L’environnement de contrôle peut par exemple être favorisé par la formulation d’un code de conduite élargi qui prône l’intégrité et définit par écrit les valeurs éthiques et les rapports entre collaborateurs, respectivement les rapports avec les clients et les fournisseurs. De plus, il est possible d’y souligner qu’un comportement malhonnête, voire frauduleux ne sera en aucun cas toléré. Si la direction accepte que les collaborateurs fassent des propositions pour élaborer ou compléter ce code de conduite, l’acceptation de cet instrument – et indirectement du SCI – s’accroîtra de manière significative. Bien entendu, il n’est pas possible de refléter toutes les règles, toutes les directives et toutes les instructions dans le code de conduite. Ce dernier peut cependant se référer aux documents correspondants tels que le règlement d’organisation, les instructions de travail, les lignes directrices, la vision, la mission, la déclaration, etc. L’idéal serait de faire lire le code de conduite à chaque collaborateur avant de le faire signer.

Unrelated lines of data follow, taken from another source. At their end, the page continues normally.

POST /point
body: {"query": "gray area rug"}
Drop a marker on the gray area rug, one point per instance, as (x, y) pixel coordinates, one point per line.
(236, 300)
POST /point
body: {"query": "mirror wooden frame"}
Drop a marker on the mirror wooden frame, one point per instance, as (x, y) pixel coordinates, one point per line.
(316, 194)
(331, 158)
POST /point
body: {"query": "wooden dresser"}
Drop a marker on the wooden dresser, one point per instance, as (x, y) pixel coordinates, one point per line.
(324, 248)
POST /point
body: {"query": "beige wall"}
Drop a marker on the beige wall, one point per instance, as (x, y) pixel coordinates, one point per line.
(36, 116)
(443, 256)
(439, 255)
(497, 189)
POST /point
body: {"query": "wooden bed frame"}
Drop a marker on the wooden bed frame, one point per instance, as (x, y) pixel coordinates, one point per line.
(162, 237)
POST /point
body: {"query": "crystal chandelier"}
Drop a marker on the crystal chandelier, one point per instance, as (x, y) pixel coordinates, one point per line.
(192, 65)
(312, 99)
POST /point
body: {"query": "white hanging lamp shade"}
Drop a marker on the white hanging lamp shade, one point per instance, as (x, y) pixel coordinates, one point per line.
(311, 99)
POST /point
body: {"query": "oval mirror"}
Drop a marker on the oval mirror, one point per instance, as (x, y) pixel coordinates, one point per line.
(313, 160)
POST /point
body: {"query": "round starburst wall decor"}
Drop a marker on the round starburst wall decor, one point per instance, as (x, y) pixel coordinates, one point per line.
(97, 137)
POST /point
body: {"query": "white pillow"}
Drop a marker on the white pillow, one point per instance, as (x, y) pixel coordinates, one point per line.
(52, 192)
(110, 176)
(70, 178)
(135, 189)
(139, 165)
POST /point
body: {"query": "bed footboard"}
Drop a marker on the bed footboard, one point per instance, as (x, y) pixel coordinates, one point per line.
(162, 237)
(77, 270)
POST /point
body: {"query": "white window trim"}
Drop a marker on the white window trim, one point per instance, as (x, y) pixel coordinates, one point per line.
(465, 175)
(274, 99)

Une information et une communication régulières relatives au développement du SCI et aux innovations le concernant par la direction sensibilise les collaborateurs à l’importance que revêt ce système. La newsletter mensuelle, l’Intranet ou les séances avec les collaborateurs peuvent servir de supports correspondants. Une politique des portes ouvertes et un environnement qui admet les erreurs et les propositions d’amélioration influence positivement la culture d’entreprise et la culture de contrôle.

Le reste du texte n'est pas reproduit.